Focus or Flurry – Making the Change

We must make the transformation from being too busy to being productively busy.  We have to move from flurry to focus.  And it starts with the decision to do so.  You must resolve that you are tired of being tired, you are fed up with not getting where you want to be.  It doesn’t solve your problems, but it helps provide the resolve you are going to need to implement this.

Action Plan

Create calendar blocks.  Each block should be at least an hour preferably but certainly no less than 30 minutes each.  You won’t need to block every waking moment, you are simply trying to make sure that you set aside specific activity blocks.  You will protect these blocks ruthlessly, letting nothing short of real emergencies (spurting blood, sinkholes, hurricanes, earthquakes) get in the way.  You need these blocks labelled on your daily calendar:

  1. Spiritual Time.  I call this devotional time but you can call it what you want.  The point is you need daily time dedicated to developing your spiritual life.  This helps make everything else better, it is THAT critical.  Ideally, this is your first block of the day.  Get up earlier if need be to have time for it.  I find that’s what works best for me, before everyone else gets up to have my devotional time.  If you have kids, it’s even better to let them see you engaged in this daily as it also encourages them to develop the habit.
  2. Hard Time.  This block is set aside for doing things you know you need to do that day but avoid and postpone until it is too late to do them.  Set aside time for it and strictly do not allow yourself to do anything else during that time frame until the hard thing is done.
  3. Personal Growth Time.  A block designed for you to intentionally grow yourself.  Remember my 1% rule:  if you simply grow yourself intentionally by 1% a day you will see exponential results.
  4. Reading Time.  Do nothing but read.  Magazines or trade journals, books, white papers.  Do not spend this time on the newspaper or social media.  We want reading time that feeds us.
  5. Me Time.  A block where no one else but you is your concern.  Do whatever you want as long as it isn’t for someone else.  You need this for your sanity and balance.

Change of Mindset

Driving to a meeting this morning I was listening, as I usually do, to “Automobile University”.  If you haven’t done this, it’s a practice I highly recommend.  Instead of listening to local radio and hearing the same song five times in an hour or tuning in (bleah!) talk radio or the news, try instead taking advantage of that really nice CD player you have and pop in motivational stories or information.  I will alternately listen to audio with John Maxwell, Zig Ziglar, Jim Rohn, Les Brown, and the CD that comes in every issue of Success Magazine.  This is especially great for those who don’t have the time to read constantly (that pretty much covers all of us).  Positive, inspirational, motivational, and informative.  Great way to start off!

Flight Path Change

plane-taking-off Anyway, I was listening to Zig Ziglar tell an old familiar story, which I’ll retell from my perspective.

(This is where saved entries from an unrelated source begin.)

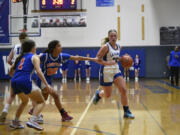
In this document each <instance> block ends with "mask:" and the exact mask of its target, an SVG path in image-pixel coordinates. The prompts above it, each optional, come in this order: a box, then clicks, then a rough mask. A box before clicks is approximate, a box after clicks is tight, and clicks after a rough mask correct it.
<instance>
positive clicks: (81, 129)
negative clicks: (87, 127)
mask: <svg viewBox="0 0 180 135" xmlns="http://www.w3.org/2000/svg"><path fill="white" fill-rule="evenodd" d="M6 121H9V122H10V121H11V120H6ZM22 122H23V123H26V122H27V121H22ZM9 124H10V123H3V122H2V123H1V122H0V126H3V125H9ZM43 124H46V125H50V126H57V127H59V126H61V127H67V128H77V129H80V130H86V131H92V132H95V133H102V134H106V135H116V134H114V133H110V132H104V131H100V130H94V129H89V128H81V127H74V126H68V125H63V124H52V123H48V122H44V123H43Z"/></svg>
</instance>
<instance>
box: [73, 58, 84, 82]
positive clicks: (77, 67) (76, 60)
mask: <svg viewBox="0 0 180 135" xmlns="http://www.w3.org/2000/svg"><path fill="white" fill-rule="evenodd" d="M76 56H77V57H78V55H76ZM81 66H82V65H81V61H79V60H75V75H74V81H76V79H77V74H78V77H79V81H81Z"/></svg>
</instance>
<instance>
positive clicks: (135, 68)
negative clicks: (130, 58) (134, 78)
mask: <svg viewBox="0 0 180 135" xmlns="http://www.w3.org/2000/svg"><path fill="white" fill-rule="evenodd" d="M140 64H141V60H140V59H139V55H137V54H136V58H135V59H134V71H135V81H136V82H137V81H138V77H139V70H140Z"/></svg>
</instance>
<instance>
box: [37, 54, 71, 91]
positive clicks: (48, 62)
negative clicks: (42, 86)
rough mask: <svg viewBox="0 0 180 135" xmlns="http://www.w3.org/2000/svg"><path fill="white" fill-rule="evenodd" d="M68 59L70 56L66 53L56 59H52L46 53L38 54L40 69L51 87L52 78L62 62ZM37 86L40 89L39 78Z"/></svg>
mask: <svg viewBox="0 0 180 135" xmlns="http://www.w3.org/2000/svg"><path fill="white" fill-rule="evenodd" d="M70 57H71V55H69V54H66V53H61V54H59V56H58V57H57V58H54V57H52V56H51V54H48V53H42V54H40V61H41V68H42V71H43V73H44V76H45V78H46V80H47V82H48V84H50V85H51V79H52V76H53V75H54V74H56V72H57V71H58V69H59V68H60V65H61V64H62V63H63V62H64V61H66V60H69V59H70ZM37 85H38V86H39V87H40V88H41V81H40V79H39V78H38V79H37Z"/></svg>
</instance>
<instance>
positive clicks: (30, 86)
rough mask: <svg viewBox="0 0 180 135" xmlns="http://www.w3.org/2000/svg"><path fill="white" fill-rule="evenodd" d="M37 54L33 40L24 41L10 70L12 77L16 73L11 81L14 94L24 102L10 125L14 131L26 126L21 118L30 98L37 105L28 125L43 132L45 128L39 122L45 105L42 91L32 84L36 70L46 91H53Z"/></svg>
mask: <svg viewBox="0 0 180 135" xmlns="http://www.w3.org/2000/svg"><path fill="white" fill-rule="evenodd" d="M35 53H36V47H35V42H34V41H32V40H27V41H24V43H23V44H22V52H21V54H20V55H19V56H18V58H17V59H16V61H15V64H13V66H12V67H11V69H10V75H11V76H12V75H13V72H14V70H15V73H14V75H13V77H12V79H11V87H12V89H13V93H14V94H17V95H18V97H19V98H20V99H21V101H22V103H21V104H20V105H19V107H18V109H17V111H16V116H15V119H14V120H13V121H12V124H11V125H10V127H11V128H14V129H19V128H24V126H23V125H21V124H20V121H19V118H20V115H21V114H22V112H23V110H24V108H25V106H26V105H27V103H28V98H30V99H31V100H32V101H33V102H34V103H35V104H34V112H33V115H32V117H31V118H30V119H29V121H28V122H27V123H26V125H27V126H28V127H30V128H34V129H37V130H43V128H42V127H40V126H39V125H38V123H37V120H38V117H39V113H40V112H41V110H42V109H43V107H44V105H45V103H44V98H43V96H42V94H41V92H40V89H39V88H38V87H37V86H36V85H35V84H34V83H33V82H32V78H31V75H32V72H33V70H34V69H35V70H36V72H37V75H38V76H39V78H40V79H41V80H42V81H43V83H44V84H45V87H46V89H47V90H49V91H51V88H50V87H49V85H48V83H47V81H46V79H45V77H44V75H43V73H42V71H41V69H40V60H39V58H38V57H37V56H36V55H34V54H35Z"/></svg>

I boarded a plane at Orlando International Airport that was bound for Seattle, Washington with no stops.  The plane took off and after being in the air for about a half hour, it was no longer heading directly for Seattle.  The earth rotates, winds blow, all kinds of physical forces work against the plane heading straight for Seattle.  Don’t know where we are going, but it ain’t Seattle.  

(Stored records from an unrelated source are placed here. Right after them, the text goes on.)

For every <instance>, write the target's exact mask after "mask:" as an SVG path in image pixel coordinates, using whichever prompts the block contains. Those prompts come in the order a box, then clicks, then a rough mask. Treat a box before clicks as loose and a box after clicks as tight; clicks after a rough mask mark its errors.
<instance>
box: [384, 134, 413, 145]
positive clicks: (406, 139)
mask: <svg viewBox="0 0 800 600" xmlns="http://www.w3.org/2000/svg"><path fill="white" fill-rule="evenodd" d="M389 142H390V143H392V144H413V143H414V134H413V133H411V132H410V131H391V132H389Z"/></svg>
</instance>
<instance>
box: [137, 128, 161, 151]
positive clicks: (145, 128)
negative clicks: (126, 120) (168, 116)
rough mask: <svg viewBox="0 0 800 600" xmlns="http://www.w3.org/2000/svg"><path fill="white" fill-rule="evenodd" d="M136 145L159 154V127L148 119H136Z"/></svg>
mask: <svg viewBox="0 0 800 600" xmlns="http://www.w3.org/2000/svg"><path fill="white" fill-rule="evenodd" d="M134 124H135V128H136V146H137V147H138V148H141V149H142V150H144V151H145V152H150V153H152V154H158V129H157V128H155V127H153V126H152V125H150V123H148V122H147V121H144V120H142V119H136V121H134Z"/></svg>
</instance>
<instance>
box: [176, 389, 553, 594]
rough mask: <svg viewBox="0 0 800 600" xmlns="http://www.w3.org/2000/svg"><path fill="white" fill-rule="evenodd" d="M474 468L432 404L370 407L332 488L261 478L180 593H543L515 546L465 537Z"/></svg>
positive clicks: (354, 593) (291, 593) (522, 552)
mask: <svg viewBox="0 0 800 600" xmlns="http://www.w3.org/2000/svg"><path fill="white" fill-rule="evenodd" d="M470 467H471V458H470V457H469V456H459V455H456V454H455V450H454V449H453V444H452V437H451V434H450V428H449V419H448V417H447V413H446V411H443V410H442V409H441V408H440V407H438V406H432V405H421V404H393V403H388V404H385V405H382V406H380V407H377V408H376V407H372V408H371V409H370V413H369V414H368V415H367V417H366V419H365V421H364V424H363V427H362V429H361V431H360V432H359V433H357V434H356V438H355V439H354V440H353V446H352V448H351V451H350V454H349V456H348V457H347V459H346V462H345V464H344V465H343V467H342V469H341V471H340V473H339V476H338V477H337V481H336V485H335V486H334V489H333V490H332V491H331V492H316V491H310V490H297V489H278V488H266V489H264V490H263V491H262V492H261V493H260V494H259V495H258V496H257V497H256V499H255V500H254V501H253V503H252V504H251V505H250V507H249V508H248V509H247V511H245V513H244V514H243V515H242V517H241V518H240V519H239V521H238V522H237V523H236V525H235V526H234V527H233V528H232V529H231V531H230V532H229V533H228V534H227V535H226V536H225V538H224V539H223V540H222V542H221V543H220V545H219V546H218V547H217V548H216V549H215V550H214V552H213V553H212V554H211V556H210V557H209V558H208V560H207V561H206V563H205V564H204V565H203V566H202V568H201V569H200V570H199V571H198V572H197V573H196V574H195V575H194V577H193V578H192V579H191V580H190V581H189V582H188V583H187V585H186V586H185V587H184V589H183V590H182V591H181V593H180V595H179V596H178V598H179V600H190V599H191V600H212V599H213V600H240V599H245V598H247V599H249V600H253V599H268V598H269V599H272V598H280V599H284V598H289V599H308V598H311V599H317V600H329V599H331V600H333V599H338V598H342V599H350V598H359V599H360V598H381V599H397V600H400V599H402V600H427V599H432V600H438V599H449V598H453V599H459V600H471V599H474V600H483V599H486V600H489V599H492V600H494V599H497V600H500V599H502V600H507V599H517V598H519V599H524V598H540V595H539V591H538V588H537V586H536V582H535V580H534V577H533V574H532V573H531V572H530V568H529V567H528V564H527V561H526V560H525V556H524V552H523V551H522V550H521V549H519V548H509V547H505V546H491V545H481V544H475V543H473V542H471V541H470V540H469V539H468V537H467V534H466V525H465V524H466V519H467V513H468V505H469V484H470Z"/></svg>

So the pilot, wise man that he is, turns the plane around and heads back to Orlando, lands and starts all over again.

What?!

Of course he doesn’t!  He and the co-pilot simply make navigational adjustments to re-direct the plane back towards Seattle in mid-flight.  It would be silly and waste of time to head back and start all over again.

That’s the story of you and me.  When we attempt to get somewhere in life and accomplish something a monkey wrench gets thrown into the works.  It is inevitable that things will not go according to plan.  Too many times, the way that a person will try to solve that problem is by tossing the whole plan out the window and making a new; starting all over again.  It tends to be either/or; a change in the plan doesn’t enter our mind.

Change Your Plan

change the path to get to your destinationStop!  Think!

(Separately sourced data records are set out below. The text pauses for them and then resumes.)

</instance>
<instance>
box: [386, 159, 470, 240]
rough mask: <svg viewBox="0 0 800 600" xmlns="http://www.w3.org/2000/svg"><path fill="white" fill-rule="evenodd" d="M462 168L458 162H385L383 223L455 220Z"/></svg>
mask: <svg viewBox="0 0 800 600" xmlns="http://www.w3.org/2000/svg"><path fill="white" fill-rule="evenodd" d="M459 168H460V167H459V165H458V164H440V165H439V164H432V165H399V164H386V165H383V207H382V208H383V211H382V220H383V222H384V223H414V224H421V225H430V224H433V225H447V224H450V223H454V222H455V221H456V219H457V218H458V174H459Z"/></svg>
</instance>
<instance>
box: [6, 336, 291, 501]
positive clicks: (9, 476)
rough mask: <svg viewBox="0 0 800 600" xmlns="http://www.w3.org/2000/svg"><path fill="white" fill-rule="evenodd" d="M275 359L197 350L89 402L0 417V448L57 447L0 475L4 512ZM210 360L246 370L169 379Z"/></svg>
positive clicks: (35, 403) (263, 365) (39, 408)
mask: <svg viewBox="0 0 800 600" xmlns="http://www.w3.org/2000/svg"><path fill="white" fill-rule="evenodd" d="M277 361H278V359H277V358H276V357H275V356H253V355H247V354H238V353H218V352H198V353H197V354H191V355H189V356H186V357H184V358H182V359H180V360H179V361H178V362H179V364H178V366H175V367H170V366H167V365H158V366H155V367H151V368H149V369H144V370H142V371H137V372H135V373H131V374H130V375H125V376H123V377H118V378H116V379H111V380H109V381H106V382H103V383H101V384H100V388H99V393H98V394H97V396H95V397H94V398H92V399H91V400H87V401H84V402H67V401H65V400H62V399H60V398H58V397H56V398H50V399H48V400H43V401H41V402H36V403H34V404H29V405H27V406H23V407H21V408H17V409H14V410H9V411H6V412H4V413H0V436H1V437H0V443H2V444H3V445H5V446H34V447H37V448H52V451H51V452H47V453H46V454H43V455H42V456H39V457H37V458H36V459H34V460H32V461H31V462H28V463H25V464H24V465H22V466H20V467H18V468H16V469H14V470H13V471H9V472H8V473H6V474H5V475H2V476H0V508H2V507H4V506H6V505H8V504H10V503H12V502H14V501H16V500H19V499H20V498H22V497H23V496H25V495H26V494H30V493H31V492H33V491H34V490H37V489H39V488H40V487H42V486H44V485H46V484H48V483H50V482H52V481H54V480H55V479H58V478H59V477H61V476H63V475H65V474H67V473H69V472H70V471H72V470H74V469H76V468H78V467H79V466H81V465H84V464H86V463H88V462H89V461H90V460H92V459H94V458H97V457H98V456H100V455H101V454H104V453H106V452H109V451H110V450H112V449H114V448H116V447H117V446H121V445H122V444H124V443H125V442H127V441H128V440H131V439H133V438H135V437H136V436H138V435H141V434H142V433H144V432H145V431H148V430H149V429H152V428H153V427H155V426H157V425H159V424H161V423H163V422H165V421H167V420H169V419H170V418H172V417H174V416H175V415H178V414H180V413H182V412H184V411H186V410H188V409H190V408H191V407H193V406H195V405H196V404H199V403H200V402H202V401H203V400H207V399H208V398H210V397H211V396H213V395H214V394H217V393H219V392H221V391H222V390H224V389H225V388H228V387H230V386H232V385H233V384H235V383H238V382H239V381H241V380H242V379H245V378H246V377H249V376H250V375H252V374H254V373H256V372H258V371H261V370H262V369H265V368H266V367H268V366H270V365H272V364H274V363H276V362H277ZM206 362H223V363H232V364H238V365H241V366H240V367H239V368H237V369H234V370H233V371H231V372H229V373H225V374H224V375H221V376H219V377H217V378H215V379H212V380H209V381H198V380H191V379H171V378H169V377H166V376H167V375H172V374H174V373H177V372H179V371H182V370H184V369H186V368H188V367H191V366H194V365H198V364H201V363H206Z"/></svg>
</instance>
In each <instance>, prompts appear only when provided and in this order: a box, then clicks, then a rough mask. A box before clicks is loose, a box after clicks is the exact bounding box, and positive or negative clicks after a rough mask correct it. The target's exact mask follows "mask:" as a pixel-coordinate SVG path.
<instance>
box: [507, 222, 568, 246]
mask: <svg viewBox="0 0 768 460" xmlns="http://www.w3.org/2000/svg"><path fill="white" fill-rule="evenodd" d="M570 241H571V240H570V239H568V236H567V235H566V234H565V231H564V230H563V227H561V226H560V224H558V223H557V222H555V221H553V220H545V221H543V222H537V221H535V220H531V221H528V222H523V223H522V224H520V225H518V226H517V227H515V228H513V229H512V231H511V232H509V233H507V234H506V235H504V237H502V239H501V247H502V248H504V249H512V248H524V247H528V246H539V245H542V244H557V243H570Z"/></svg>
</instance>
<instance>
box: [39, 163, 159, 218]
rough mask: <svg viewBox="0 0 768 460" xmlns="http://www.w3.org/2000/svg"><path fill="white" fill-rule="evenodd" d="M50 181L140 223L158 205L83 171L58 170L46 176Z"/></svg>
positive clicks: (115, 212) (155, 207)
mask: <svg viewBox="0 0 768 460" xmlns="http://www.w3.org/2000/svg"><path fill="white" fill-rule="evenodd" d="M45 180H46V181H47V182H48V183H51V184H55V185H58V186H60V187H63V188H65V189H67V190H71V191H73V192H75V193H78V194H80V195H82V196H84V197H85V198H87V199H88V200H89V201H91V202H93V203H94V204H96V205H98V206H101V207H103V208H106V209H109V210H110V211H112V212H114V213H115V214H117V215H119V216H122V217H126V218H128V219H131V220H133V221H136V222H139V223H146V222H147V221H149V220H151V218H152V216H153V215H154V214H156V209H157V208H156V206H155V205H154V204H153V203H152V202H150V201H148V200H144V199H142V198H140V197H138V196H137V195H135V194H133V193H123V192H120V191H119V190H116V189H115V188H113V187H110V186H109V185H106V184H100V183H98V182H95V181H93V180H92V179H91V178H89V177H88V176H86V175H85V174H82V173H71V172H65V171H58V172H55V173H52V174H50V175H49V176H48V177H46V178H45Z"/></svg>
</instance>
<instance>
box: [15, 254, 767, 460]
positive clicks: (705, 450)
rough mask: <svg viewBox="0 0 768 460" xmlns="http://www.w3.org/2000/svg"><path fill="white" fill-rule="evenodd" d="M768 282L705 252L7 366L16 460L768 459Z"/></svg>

It’s not necessarily the whole plan, just parts of it.  Sometimes even it’s not the plan at all, just outside forces that interfere and cause a problem.  Instead of throwing out the whole plan, just make adjustments.  Don’t change where you want to go, simply change the path you will follow to get there.  Keep yourself directed, don’t lose sight of where you want to be!  The rocky path in front of us can distract us, but you need tunnel vision so you don’t accept anything other than the goal you wish to accomplish.

Action Plan

  1. Take a look at your goals and think about one that recently had a setback.  Did you toss out the plan?  Have you made a new one or abandoned the goal altogether?
  2. Re-focus.  Do you still want that goal?  What can you do differently to get there?  Is there something you can try that no one has tried before?  This is especially good when conventional methods aren’t working.
  3. Take the first step NOW!  When we take an immediate action, no matter how small, we increase the likelihood of success.
Every one of us has a dream.   Believe it or not, this is mine.  Early on, I distinguished myself as a speaker and trainer.  I also developed a passion for how people who become leaders, how groups work together, and how people grow.  Combining those two into what I do now creates that perfect avenue for me.  Am I totally there?  No, but I am moving forward in that direction.
What about you?  What’s your dream?  What’s that thing you have always wanted to be or always wanted to do? What’s the thing that keeps you up at night with a vision of how things will be when you get there?  Even more to the point, what are doing to get there?  Do you have a plan in place?  bigstock-Businessman-showing-the-way-to-33703298
If you are like most people you are saying “Oh, yeah, I got it all right up here up in my head!”  Unfortunately, that almost never works.  You need to get it down on paper.  A plan on paper has a higher level of commitment to it that just keeping it in your mind doesn’t have.  In addition, putting your plan down in print (or web) gives you the opportunity to sort it out and arrange it.  Your plan has more than just an idea, it has structure and a timeline and deadlines.  Without that plan you are going to have a very hard time getting to where you want to go.  Yeah, you are special and maybe you are that one in a million that will actually do it; but do you want to risk your dream on the extremely remote chance that you might become successful without a written plan?
The funny, almost ironic thing about it is that you will likely not reach that goal following that plan precisely.  Things get in the way that make plans change.  Dwight D. Eisenhower once said “plans are useless, but planning is essential!”  So the plan changes, but your decision to get there never does.  So your plan is going to change, it’s going to evolve.  But it’s a start.  So, you have to get that plan down on paper (or on the computer).
So how do you get there?  How do you get that plan down on paper and get yourself that good start?  Start by thinking backwards.  Look forward to about 2-5 years from now.  Where do you want to be, what do you want be, what do you want to be doing?  Now backtrack from that.  Where should you be four years from now to be on track.  Three years from now?  Two years from now?  Within the next year?  Backtrack all the way.  And when you get down to a granular level, then you are looking at what you have to do on a weekly and daily basis to reach your goal.  John Maxwell says that your real success will be found in your daily activities.  Plan your daily activities to be working towards your goals and accept nothing less.  And that’s how you plan out your success.